Казалось бы, обе доктрины слишком различны, порой противоположны и резко направлены в разные стороны. Но это не так [Васильев, 1970, с. 177–183]. Между конфуцианством и легизмом при всем их противостоянии, даже непримиримости было немало общего. Оба учения интересовались преимущественно социально-политическими проблемами, хотя одно из них отдавало первенство традиции и морали, а другое — сиюминутным задачам, искусству администрации и силовым методам. Оба видели будущее Поднебесной в крепкой централизованной империи, управляемой хорошо подобранным аппаратом власти из квалифицированных чиновников. Только в одном случае чиновники воспринимались не столько как слуги правителя, сколько как заботливые покровители народа, тогда как в другом — как сила, призванная заставлять людей служить правителю и власти во имя благополучия империи.
Но само по себе некоторое функциональное сходство доктрин, равно как и заметная эволюция конфуцианства Сюнь-цзы в сторону легизма или усиление влияния конфуцианских традиций в Цинь, было лишь условием для синтеза. Подлинной же причиной его следует считать суровую необходимость, выявившуюся, правда, уже после образования империи, — создать оптимальную модель управления Поднебесной, что объективно выдвигало на передний план жесткий легизм. Но неудача Цинь Ши-хуанди (даже при его внимании к мягкому легизму Шэнь Бухая и к столь милой сердцу большинства населения конфуцианской этике и риторике) была в конечном счете связана с крахом политики шанъяновского легизма, преобладавшего в административном арсенале. Пришедшие после него к власти правители империи Хань извлекли из этого должный урок и сделали все для изменения акцента и перенесения точки опоры на шэньбухаевский легизм и конфуцианство. Это было закреплено, хотя и не сразу, в официальной идеологии— ханьском конфуцианстве, вобравшем в себя немало полезных и необходимых для существования империи идей и институтов легизма, но отдавшего при этом решительное предпочтение идеям школы жу-цзя, взяв из них, в том числе и из построений «Чжоули», все, что только можно было.
Следует оговориться, что все это хронологически выходит за рамки периода Чжаньго. Однако без апелляции к раннеханьскому времени в поисках синтеза и оценок его результата обойтись нельзя. Дело в том, что процесс объективно вынужденного сближения обеих доктрин шел в условиях, вызванных к жизни потребностями создания оптимально управляемой и стабильно существующей империи. Завершился он, как известно, в результате активной деятельности ханьского идеолога и четвертого великого конфуцианца древности Дун Чжун-шу, который во времена У-ди практически свел все концы с концами и заложил основы того принципиально нового конфуцианства, обогащенного элементами иных доктрин и прежде всего легизма, которое просуществовало в практически неизменном виде на протяжении двух с лишним тысячелетий, дожило до наших дней и сегодня оказывает существенное влияние на успешную трансформацию не только Китая, но и ряда иных дальневосточных стран конфуцианского цивилизационного круга, начиная с Японии.

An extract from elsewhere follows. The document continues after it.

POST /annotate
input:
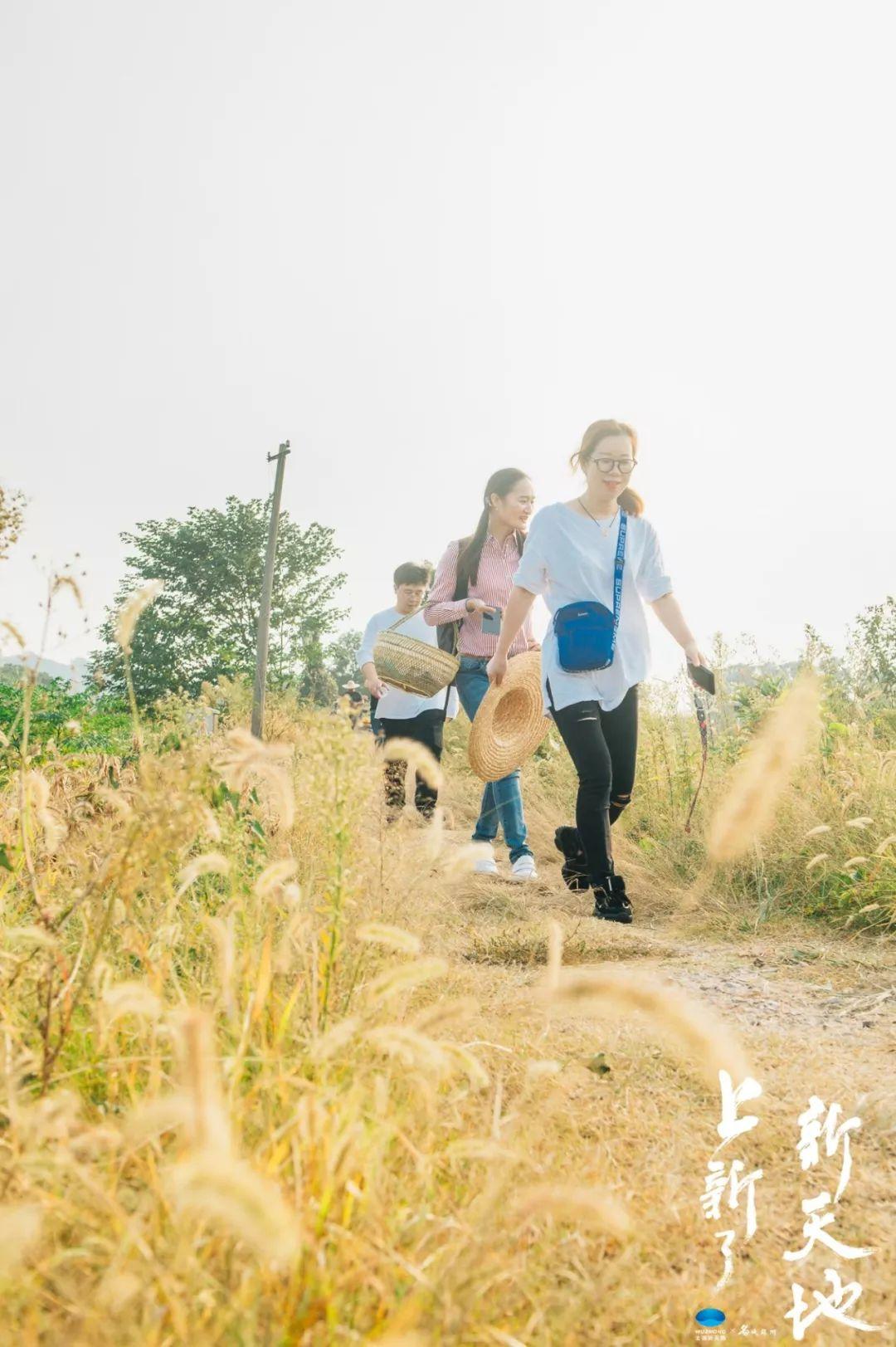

Итак, первым и наиболее значимым для истории Китая было инкорпорирование ряда элементов легизма конфуцианством. Этот процесс протекал параллельно со сближением жесткого шаньяновского легизма с его системой наказаний, социальными рангами, круговой порукой, цензоратом и многими иными важными для империи институциальными нововведениями и шэньбухаевского искусства умелой администрации (можно напомнить и о мягком легизме, представленном в ряде глав энциклопедии «Гуань-цзы», который тоже сыграл определенную роль в становлении основ китайской конфуцианской империи). Оба процесса шли в начале имперского периода в Цинь и с еще большей энергией при первой династии Хань.
Сближение, а фактически поглощение одним учением другого было прежде всего результатом длительного процесса поиска с использованием подходящих элементов разных, в том числе и вроде бы противостоящих друг другу доктрин. Практичность, прагматичность традиционного китайского ума выступает здесь весьма наглядно. Едва ли не первым это качество проявил Сюнь-цзы. Он хорошо знал ненависть Шан Яна к школе жу, но это его не смутило. Все то лучшее, что, на его взгляд, принесли реформы Шан Яна отсталому и малонаселенному до того полуварварскому царству Цинь, он не только принял к сведению, но и воспринял как элемент собственной соответствующим образом обновленной интерпретации конфуцианства. Смысл такого рода интерпретации прост: добродетель должна быть с кулаками, иначе она ничего не добьется. Отсюда и не раз упоминавшаяся его выдумка, будто бы так считал и Конфуций, который приказал по ничтожному поводу убить некоего шао-чжэна Мао.